Follow Datanami:
May 31, 2016

Why Self-Service Prep Is a Killer App for Big Data


If you’re embarking upon a big data analytics project, you’re likely considering some sort of self-service data preparation tool to help you cleanse, transform, and standardize your data. And if you aren’t, you probably should be.

From a product standpoint, self-service data preparation tools represent one of the most remarkable success stories of the big data revolution. Sure, platforms like Hadoop and Spark have removed technological tethers and turbo-charged our capability to store and process massive amounts of data, in an affordable and reliable manner.

That it itself is a big deal, no doubt about it, especially when it comes to unstructured data, which tends to make up the majority of new data types. But without the capability to cleanse, transform, and standardize all that data at the scale required, all that power could be for naught.

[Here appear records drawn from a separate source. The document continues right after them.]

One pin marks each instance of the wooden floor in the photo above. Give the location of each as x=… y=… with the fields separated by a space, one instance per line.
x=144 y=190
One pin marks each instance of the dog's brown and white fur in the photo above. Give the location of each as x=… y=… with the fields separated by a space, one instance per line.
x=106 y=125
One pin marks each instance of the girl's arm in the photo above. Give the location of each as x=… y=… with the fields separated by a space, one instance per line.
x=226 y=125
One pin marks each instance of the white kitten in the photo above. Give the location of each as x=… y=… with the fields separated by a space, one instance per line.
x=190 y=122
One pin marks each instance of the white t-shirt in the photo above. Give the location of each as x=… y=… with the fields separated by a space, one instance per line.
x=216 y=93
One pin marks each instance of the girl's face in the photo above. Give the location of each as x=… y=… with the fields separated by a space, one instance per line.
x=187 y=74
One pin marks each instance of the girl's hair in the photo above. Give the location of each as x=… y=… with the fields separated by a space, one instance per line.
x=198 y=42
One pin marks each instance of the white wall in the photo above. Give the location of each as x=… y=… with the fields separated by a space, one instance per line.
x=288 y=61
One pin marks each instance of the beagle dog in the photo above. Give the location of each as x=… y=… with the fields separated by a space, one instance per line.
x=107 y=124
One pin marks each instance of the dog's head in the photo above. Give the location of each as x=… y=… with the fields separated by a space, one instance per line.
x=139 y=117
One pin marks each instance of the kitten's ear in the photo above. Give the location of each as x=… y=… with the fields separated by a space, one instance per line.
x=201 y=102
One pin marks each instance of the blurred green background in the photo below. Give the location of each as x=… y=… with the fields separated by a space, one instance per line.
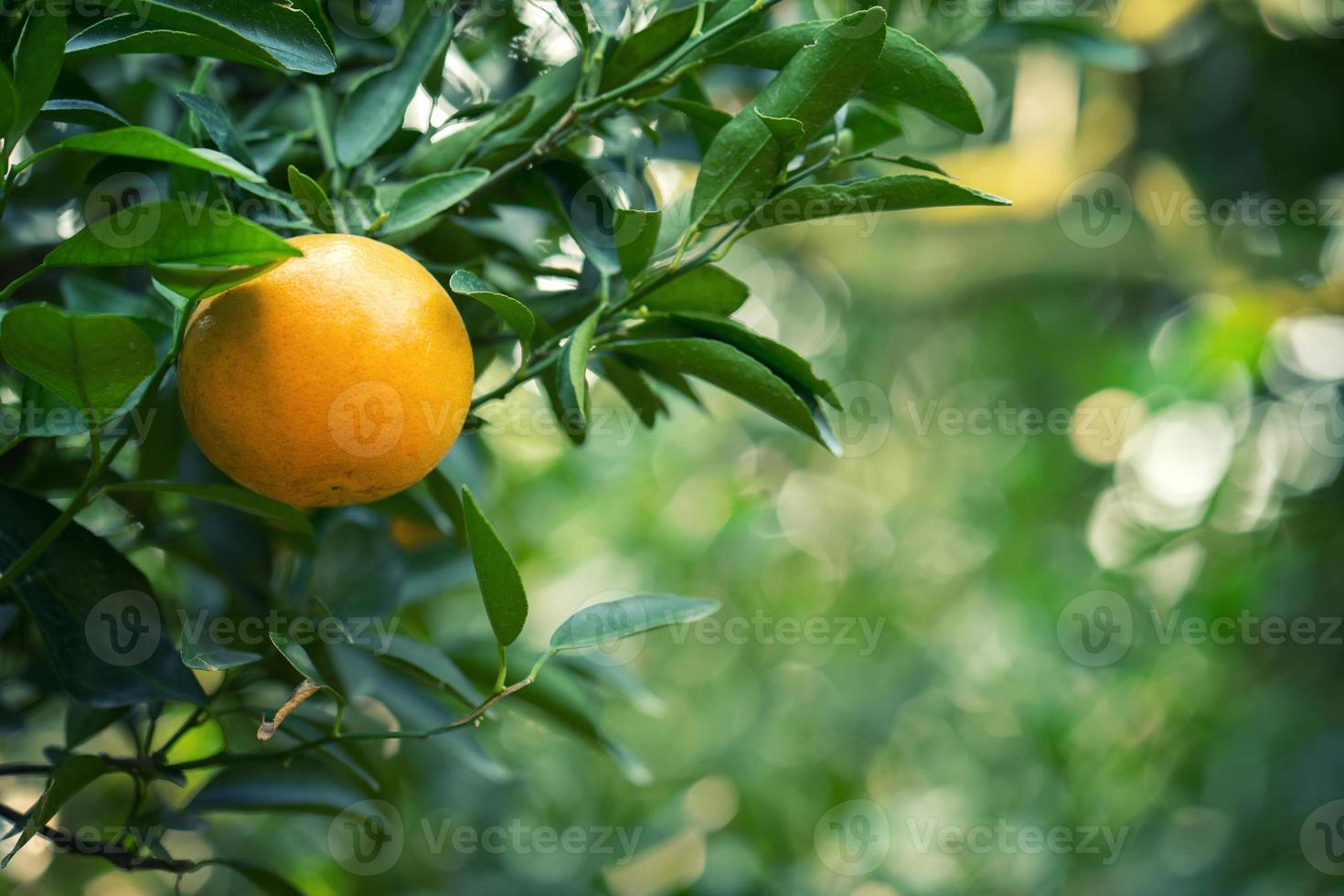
x=1021 y=638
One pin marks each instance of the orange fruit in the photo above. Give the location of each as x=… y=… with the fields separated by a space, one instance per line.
x=337 y=378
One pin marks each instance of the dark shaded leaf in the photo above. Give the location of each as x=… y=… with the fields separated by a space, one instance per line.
x=502 y=586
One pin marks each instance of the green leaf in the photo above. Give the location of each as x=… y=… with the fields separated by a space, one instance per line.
x=305 y=786
x=895 y=192
x=635 y=389
x=745 y=159
x=85 y=721
x=603 y=624
x=299 y=658
x=262 y=32
x=70 y=775
x=572 y=369
x=648 y=46
x=167 y=234
x=608 y=14
x=502 y=586
x=219 y=125
x=357 y=570
x=86 y=637
x=433 y=195
x=432 y=663
x=906 y=70
x=266 y=881
x=788 y=364
x=91 y=361
x=730 y=369
x=636 y=238
x=145 y=143
x=700 y=289
x=446 y=152
x=212 y=657
x=8 y=109
x=37 y=62
x=228 y=496
x=512 y=312
x=786 y=132
x=82 y=112
x=377 y=103
x=312 y=199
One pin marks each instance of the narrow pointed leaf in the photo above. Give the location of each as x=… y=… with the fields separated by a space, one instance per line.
x=502 y=586
x=433 y=195
x=91 y=361
x=745 y=160
x=895 y=192
x=512 y=312
x=606 y=623
x=374 y=108
x=167 y=234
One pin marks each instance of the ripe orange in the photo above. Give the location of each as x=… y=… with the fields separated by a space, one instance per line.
x=337 y=378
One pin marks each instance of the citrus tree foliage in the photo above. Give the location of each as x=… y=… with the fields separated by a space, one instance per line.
x=159 y=152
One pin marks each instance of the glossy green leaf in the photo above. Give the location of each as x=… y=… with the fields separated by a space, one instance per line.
x=70 y=775
x=635 y=389
x=512 y=312
x=608 y=14
x=145 y=143
x=262 y=32
x=82 y=112
x=113 y=655
x=603 y=624
x=85 y=721
x=37 y=62
x=303 y=786
x=732 y=371
x=636 y=238
x=871 y=197
x=745 y=160
x=91 y=361
x=786 y=132
x=788 y=364
x=433 y=663
x=377 y=103
x=231 y=496
x=8 y=109
x=572 y=369
x=219 y=125
x=208 y=656
x=648 y=46
x=502 y=586
x=357 y=570
x=312 y=199
x=168 y=234
x=449 y=151
x=906 y=70
x=433 y=195
x=266 y=881
x=299 y=658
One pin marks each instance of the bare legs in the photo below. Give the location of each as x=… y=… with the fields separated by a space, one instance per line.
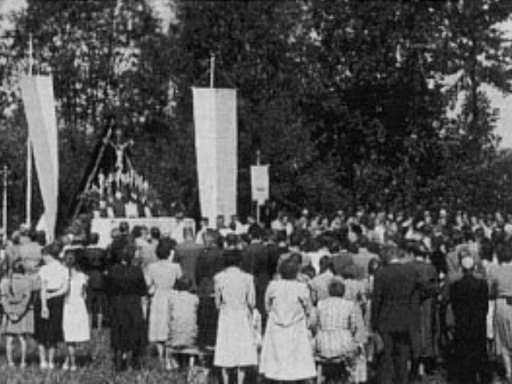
x=70 y=362
x=505 y=353
x=160 y=347
x=8 y=347
x=8 y=350
x=42 y=357
x=240 y=375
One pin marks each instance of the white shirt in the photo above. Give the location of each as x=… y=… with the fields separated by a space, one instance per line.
x=131 y=210
x=54 y=274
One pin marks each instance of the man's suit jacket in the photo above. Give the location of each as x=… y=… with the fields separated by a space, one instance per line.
x=395 y=300
x=469 y=300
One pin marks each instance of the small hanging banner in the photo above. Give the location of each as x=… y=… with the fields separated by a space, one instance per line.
x=260 y=186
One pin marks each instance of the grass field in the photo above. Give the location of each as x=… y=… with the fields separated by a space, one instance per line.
x=95 y=367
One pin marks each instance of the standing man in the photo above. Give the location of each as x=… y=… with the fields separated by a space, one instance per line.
x=394 y=316
x=469 y=299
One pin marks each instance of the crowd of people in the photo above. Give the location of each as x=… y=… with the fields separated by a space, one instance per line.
x=388 y=297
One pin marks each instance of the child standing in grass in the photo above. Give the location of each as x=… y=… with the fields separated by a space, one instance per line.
x=75 y=322
x=16 y=290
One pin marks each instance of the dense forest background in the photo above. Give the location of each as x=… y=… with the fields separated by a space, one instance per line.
x=346 y=100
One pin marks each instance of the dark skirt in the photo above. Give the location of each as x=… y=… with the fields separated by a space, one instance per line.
x=128 y=328
x=207 y=319
x=48 y=332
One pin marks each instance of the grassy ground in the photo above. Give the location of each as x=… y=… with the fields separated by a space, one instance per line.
x=95 y=367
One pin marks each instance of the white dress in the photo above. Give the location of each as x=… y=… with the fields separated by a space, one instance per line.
x=287 y=353
x=235 y=297
x=75 y=322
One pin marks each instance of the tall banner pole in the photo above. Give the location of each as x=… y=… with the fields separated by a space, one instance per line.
x=28 y=217
x=5 y=174
x=258 y=207
x=212 y=70
x=260 y=184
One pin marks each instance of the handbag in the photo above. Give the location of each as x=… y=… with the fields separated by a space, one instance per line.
x=198 y=375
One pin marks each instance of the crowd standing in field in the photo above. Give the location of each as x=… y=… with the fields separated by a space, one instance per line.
x=370 y=297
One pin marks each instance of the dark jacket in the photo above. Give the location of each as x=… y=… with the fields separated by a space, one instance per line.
x=469 y=300
x=209 y=263
x=395 y=301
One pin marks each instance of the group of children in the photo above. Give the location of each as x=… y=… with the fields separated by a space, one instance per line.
x=48 y=305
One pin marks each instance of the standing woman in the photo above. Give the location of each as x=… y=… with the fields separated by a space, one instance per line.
x=287 y=353
x=75 y=322
x=160 y=277
x=235 y=299
x=48 y=307
x=125 y=285
x=16 y=292
x=500 y=279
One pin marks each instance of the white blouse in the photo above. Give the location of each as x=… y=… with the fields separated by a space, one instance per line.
x=54 y=274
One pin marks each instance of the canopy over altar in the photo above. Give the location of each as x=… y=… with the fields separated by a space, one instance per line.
x=169 y=226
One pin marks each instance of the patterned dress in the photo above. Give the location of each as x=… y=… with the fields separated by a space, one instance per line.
x=334 y=339
x=235 y=298
x=75 y=321
x=18 y=313
x=500 y=279
x=287 y=353
x=183 y=319
x=161 y=277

That’s because one of the dirtiest little secrets of the big data world has been the janitorial work that data scientists must do. Despite all the magic that these unicorns can work on data, many of them spend up to 70 percent of their time manually prepping data, as opposed to doing actual analytics.

For all the talk of using big data and parallel processing as a lever to create an advantage in today’s digital economy, that manual munging work represent a weak fulcrum that threatens to  topple the big data investment into a shattered heap.

That, in a nutshell, is why self-service data prep is booming, and why many big data practitioners are investing in a set of tools to bolster their analytic projects.

A Booming Market

Until recently, Gartner analysts predicted that the self-service data preparation market would be subsumed into the larger market for business intelligence (BI) tools. After all, self-service data preparation has been one of the things that BI tools from Tableau, Qlik and others have done for years, and many folks expected this suddenly hot new capability to go back from whence it came.

But earlier this year, Gartner analysts changed their minds and predicted that the market would stay separate. What’s more, they predicted that the self-service data preparation software market would reach $1 billion by 2019, and that the current adoption rate of 5 percent would grow to 10 percent by 2020.

Other analysts firms also noted the acceleration in the segment, including Forrester, which will be publishing its first Forrester Wave analyst report on self-service data prep tools later this year.


Gartner thinks self-service data prep will be $1 billion business in three years

Depending on how you count them, there are anywhere from 20 to 50 providers of self-service data preparation tools. However, they’re not all equal, and users should carefully examine the offering to make sure they’re getting what they expect. For starters, many BI vendors have jumped onto self-service data prep hayride, even if their capabilities aren’t separate from their core analytics offerings.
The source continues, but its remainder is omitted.